7) Can you recommend any particular resources for youth sport coaches?
I wish there was a repository of information for youth sport coaches that included research studies, coach reflections, resource videos, blogs, and podcasts, etc. so that youth sport coaches had one place to find out evidence-supported methods of doing the best for their athletes. I feel that the NSCA LTAD position statement is a great place to start, the information on Athletic Evolution is fantastic, Jeremy Frisch’s tweets are top-notch, SimpliFaster has several great articles, and the NSCA LTAD SIG Facebook page has a new Mentorship feature that allows members of the page to find a mentor or volunteer to be a mentor to provide guidance for those in the field.
8) Where can people find out more about you and your work? (Social media links, websites etc.)
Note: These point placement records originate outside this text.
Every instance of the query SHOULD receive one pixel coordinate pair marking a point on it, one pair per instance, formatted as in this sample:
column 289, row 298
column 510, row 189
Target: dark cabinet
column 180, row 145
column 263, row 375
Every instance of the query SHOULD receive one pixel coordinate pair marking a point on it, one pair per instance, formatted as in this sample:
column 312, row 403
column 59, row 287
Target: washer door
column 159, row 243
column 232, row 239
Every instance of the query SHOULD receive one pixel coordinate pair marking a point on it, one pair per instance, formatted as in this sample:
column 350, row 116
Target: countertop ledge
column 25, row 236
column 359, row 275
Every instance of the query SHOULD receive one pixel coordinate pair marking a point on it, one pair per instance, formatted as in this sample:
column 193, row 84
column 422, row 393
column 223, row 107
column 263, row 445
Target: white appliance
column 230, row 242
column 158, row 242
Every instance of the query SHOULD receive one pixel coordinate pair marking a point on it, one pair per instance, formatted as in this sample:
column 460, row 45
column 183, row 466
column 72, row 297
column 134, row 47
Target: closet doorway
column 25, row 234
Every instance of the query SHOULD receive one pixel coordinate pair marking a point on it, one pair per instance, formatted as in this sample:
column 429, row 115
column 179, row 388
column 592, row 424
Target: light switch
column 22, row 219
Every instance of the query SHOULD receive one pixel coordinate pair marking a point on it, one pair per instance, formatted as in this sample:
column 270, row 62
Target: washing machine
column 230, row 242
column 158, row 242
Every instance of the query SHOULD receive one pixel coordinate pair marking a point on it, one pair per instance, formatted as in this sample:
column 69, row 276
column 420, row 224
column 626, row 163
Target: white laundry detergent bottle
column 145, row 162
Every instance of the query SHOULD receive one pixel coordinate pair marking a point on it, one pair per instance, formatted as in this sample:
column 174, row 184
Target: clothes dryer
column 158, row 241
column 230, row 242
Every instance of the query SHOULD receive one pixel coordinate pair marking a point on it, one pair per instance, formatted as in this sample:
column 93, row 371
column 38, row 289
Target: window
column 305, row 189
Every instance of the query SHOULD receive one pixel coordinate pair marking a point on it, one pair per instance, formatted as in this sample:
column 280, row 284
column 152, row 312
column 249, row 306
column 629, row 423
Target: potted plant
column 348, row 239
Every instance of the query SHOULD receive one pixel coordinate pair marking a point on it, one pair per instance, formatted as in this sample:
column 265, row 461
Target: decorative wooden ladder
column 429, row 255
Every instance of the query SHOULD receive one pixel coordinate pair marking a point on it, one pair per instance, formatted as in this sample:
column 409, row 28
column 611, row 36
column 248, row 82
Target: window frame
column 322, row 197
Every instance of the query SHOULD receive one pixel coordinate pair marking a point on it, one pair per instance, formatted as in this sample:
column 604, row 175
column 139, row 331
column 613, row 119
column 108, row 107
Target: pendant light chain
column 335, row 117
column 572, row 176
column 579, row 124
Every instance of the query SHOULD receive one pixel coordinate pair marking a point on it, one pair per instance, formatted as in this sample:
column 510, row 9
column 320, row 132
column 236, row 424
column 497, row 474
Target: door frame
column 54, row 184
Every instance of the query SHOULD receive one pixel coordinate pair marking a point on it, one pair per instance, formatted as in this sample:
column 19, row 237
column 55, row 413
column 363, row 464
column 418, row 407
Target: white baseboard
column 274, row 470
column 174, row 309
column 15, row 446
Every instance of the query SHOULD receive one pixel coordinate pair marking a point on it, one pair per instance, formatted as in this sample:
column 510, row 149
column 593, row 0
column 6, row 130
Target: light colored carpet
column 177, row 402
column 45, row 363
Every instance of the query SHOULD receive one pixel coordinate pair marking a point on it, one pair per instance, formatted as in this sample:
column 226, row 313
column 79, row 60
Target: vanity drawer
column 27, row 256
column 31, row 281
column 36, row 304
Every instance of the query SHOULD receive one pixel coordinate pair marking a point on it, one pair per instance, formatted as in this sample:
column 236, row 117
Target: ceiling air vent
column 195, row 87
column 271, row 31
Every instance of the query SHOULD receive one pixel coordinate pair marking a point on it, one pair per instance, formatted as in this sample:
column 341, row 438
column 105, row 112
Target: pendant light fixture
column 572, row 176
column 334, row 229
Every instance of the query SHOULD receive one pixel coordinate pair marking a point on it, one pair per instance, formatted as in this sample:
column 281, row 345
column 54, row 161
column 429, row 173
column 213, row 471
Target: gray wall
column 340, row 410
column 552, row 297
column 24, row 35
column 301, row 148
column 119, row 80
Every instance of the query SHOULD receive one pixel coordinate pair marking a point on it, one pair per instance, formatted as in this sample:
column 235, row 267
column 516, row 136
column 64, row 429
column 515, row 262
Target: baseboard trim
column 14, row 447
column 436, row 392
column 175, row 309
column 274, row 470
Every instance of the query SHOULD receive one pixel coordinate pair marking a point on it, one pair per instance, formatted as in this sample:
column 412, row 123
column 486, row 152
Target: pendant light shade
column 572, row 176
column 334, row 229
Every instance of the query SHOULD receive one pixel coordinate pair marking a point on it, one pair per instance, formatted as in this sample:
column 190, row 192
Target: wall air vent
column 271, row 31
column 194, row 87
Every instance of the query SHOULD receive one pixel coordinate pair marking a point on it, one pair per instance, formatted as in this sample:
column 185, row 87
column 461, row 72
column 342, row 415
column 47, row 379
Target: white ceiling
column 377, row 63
My social media is all under my email prefix, @rihoward41 (Twitter, Facebook, and Instagram). I started a blog at youthsportfitnesscoach.com but have written mainly for SimpliFaster, Men’s Health, and NAYS (National Association of Youth Sports) so need to catalog those on my page (until the repository is ready!). I moderate the NSCA Long-term Athletic Development Special Interest Group Facebook page and have information on the NSCA LTAD page, as I was fortunate to be included in the authorship team for the NSCA Position Statement on LTAD and subsequent materials.
My friends and colleagues Tony Moreno and Joe Eisenmann and I have started LTAD Playgrounds, which are boots-on-the ground, interactive grassroots solution-focused gatherings of professionals, stakeholders, coaches, physical educators, and sport performance practitioners interested in understanding and implementing the Long Term Athlete Development framework.
A huge thankyou to Rick for his time and expertise!